Many tenants find themselves unable to live alone due to skyrocketing rent prices. Under new ‘co-living’ schemes in big cities, up to several hundred tenants are packed into massive apartment buildings with shared bathrooms, kitchens and other such facilities. Bedrooms are cramped, leaving people with little space to themselves.

The spread of small, overcrowded housing can have negative effects on physical and mental health, and such ‘co-living’ spaces are another step in this direction.

At the same time, many of those who can afford their own homes find themselves living on new housing developments built on the edges of towns without local facilities and with poor transport links.

This means many working-class families are forced to drive to reach, schools, doctors and shops. As a result of the increased traffic, families spend hours in the car just to reach essential services. Instead of these poorly designed neighbourhoods, we need quality, affordable housing and decent public transport.

Homelessness

Meanwhile some have nowhere to live at all. Homelessness has seen a dramatic increase, with an estimated 4,751 people sleeping on the streets last year. This is a 15% increase since 2016 alone.

But councils have tried to sweep the problem under the rug – forcing rough sleepers out of the cities by using Public Service Protection Orders (PSPOs). Many homeless people have been denied legal aid in challenging councils that have used PSPOs in an attempt to criminalise homelessness.

Universal Credit has driven many people into rent arrears and – alongside precarious contracts and poverty wages – thousands of people in work cannot afford a home. We need to fight back against low pay, benefit cuts, rent hikes and poor-quality housing.

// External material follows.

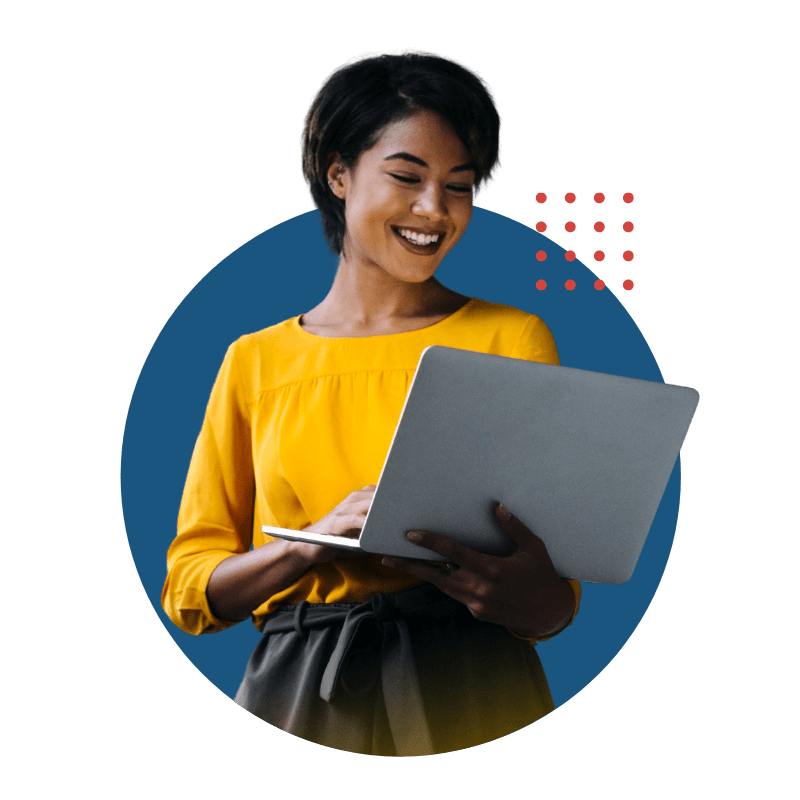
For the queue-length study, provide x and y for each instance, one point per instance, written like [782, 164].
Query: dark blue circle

The Socialist Party campaigns for rent controls and we raise the demand that local councils fight back by using their extensive reserves and borrowing powers to set no-cuts, needs-based budgets.

With the Tories having lifted restrictions on borrowing to fund council house building, there is absolutely no excuse for Labour councils not to act. They should begin a massive programme of council-house building to provide all people with high-quality, affordable places to live.

This means building a mass campaign and demanding the funding needed from the government. Jeremy Corbyn should pledge now that any council which took such a road would see its funds restored on day one of a Labour government.


Them & Us

  • Monthly rents at one ‘co-living’ apartment block in Wembley, London start at £1,450 for a studio and £1,590 for a one-bedroom flat. They go up to £2,200 for a two-bed and £3,000 for a three-bed.
  • A report by ‘Transport for New Homes’ has found that the scramble to build new homes is producing houses next to bypasses and link roads which are too far out of town for people to walk or cycle there, and which lack good local buses. At Great Western Park near Didcot in Oxfordshire, residents climb over a fence to get where they need to go because footpaths with neighbouring areas are so poor. At Castle Mead in Wiltshire, people wanting to use the shops, community centre or pub have to use an underpass after dark – or brave the lorries on a by-pass without a footpath. And at Prior’s Hall Park near Corby in Northamptonshire, developers trumpeted the estate’s closeness to the M1 for the commute to London – but seven years since the first section was completed, there’s no shop or café on site.
  • A Guardian investigation has found that a growing number of vulnerable homeless people are being fined, given criminal convictions and even imprisoned for begging and rough sleeping. Over 50 local authorities have Public Service Protection Orders in place prohibiting begging and ‘loitering’.
  • The number of families being moved out of London by councils has increased dramatically, rising by almost 50% in the first half of 2018. Councils have sent homeless households as far away as Glasgow, Newcastle and Cardiff in the last year. More than 1,200 households were sent out of the capital in the first six months of this year – a 46% rise in the number of out-of-London placements.
  • Around 80% of people moved on to Universal Credit are in arrears before receiving the payment, which takes up to eight weeks to come through, meaning increasing numbers are finding it impossible to pay the rent – fuelling the homelessness crisis.